Use them. Schools where an upperclassman cohort maintains a class-specific community deck have already solved the problem this page is about, and you would be silly to ignore that work. The realistic case where Studyly helps is the much larger one: schools with no class-deck culture, professors who change their decks year over year so any past-cohort cards are stale, electives, and rotations where you are getting handed a brand new PDF every week. For those, generating from the actual deck is faster than waiting for a maintained class deck that will not exist.

Why is a 'held-out three-document rubric' a meaningful benchmark and not just a marketing number?

Because the documents were not used to train any of the four generators, the rubric (factual correctness, clarity, distractor quality, question-type coverage) was applied identically to every output, and the scoring was blind. The point of holding out the documents is that the generators cannot have memorized them, so the score reflects how the generator handles a slide deck it has not seen before, which is exactly the medical-school use case. The eval lives in Jungle's internal admin Quality Comparison panel, dated 2026-04-24.

What is the failure mode for tools that pitch themselves as a wholesale Anki replacement?

Two.
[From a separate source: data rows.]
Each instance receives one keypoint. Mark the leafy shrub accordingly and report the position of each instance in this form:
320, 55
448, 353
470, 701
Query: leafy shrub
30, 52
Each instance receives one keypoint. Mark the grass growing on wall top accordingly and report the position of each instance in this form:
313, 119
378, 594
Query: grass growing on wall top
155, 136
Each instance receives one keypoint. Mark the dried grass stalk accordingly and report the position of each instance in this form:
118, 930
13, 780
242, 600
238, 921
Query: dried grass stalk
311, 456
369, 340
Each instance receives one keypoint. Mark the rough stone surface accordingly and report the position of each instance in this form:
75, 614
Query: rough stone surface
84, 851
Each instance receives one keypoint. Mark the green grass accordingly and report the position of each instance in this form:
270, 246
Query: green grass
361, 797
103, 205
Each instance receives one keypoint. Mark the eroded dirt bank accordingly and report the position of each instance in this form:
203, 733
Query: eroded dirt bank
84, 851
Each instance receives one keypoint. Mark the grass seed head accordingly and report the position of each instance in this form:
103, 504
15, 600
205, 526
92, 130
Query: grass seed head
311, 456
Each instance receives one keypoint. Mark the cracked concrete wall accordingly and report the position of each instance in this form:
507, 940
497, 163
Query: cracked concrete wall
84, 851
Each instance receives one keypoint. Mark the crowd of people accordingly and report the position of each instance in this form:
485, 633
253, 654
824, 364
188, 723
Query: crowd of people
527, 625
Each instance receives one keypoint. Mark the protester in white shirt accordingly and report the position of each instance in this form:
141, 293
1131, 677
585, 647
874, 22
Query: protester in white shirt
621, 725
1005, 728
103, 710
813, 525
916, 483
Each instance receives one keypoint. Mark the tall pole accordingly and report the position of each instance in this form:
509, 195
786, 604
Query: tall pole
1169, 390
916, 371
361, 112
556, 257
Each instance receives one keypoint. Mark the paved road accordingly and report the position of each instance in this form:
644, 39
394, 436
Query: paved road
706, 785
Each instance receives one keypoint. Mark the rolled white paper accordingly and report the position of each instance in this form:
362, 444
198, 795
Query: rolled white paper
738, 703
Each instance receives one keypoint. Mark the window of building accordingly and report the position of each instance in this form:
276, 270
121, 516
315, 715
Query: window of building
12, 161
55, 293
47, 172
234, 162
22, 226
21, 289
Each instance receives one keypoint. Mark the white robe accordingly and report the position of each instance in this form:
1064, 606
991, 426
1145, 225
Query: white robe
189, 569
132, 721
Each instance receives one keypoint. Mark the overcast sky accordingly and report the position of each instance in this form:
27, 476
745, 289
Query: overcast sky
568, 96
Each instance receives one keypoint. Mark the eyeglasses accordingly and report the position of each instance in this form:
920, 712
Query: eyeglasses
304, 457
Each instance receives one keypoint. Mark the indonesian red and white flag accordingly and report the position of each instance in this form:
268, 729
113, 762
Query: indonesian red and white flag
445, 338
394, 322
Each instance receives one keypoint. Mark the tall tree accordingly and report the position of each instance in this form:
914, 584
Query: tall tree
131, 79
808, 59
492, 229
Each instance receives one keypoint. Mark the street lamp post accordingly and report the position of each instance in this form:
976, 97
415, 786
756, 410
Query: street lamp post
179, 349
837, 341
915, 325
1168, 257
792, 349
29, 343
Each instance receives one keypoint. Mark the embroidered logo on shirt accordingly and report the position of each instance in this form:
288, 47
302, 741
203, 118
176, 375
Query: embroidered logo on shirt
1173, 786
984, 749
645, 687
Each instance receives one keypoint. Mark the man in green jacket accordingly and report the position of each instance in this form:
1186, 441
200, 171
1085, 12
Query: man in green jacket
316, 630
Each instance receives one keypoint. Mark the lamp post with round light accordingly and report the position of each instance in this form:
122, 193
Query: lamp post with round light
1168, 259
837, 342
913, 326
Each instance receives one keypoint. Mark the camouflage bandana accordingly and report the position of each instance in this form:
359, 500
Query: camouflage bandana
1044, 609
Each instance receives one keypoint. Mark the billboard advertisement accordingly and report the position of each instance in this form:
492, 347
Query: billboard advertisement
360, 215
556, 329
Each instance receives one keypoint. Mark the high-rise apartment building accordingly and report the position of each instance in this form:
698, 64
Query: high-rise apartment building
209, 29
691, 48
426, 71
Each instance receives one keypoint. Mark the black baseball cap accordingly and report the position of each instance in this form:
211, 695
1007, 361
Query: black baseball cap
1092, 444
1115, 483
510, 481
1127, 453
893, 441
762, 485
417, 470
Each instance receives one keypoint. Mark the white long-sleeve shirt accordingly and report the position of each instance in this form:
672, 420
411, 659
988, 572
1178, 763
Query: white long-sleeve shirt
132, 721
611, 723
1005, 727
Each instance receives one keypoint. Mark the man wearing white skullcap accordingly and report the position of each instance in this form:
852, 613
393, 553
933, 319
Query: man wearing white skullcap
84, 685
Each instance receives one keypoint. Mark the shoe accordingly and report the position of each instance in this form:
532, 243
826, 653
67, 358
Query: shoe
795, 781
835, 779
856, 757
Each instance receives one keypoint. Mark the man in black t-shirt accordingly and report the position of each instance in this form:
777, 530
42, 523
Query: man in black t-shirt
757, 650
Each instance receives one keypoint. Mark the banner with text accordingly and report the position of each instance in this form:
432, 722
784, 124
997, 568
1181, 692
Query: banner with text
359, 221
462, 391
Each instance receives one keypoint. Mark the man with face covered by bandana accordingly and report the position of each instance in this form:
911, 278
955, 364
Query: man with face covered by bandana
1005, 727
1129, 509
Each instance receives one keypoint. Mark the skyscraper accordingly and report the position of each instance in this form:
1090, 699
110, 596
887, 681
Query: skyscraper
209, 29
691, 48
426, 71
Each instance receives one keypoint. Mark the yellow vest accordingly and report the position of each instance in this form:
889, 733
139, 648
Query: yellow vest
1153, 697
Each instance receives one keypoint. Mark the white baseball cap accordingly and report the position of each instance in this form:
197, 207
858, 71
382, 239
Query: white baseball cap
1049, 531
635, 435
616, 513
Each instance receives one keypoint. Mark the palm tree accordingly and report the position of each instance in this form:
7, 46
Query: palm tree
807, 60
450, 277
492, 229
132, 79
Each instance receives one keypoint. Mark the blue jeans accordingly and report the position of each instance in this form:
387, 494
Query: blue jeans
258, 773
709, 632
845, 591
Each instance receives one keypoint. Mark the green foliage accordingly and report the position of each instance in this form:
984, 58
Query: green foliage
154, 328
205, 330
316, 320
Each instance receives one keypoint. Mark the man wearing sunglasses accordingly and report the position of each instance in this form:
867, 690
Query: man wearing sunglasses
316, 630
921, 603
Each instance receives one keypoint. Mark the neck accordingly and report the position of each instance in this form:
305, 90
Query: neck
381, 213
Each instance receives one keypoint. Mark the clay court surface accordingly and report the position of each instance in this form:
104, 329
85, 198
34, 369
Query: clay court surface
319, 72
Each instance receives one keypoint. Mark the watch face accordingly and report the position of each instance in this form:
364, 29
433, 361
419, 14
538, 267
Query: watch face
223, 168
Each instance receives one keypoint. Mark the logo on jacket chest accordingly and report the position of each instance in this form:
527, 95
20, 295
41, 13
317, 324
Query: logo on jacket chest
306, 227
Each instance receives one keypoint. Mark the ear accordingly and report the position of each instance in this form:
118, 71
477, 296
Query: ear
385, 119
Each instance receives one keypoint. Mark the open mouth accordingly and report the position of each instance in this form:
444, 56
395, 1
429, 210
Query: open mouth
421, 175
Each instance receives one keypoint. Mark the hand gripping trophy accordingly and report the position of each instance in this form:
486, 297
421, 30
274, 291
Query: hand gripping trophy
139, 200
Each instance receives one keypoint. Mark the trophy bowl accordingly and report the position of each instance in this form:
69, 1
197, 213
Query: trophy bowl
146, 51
First, the lack of a boards-content moat means students who switch wholesale lose access to AnKing's tag tree, AnkiHub sync, and fifteen years of community polish, and then have to rebuild a fraction of that on the new tool, which never happens. Second, most replacement pitches do not enforce a real rubric on the question side, so the cards generated for class content are weak, distractors do not discriminate, and the same stem reappears unchanged on revisit so pattern-matching kicks in by the third pass. The two-deck split sidesteps both. Anki keeps its moat; Studyly keeps its rubric and reword-on-revisit; the .apkg is the bridge.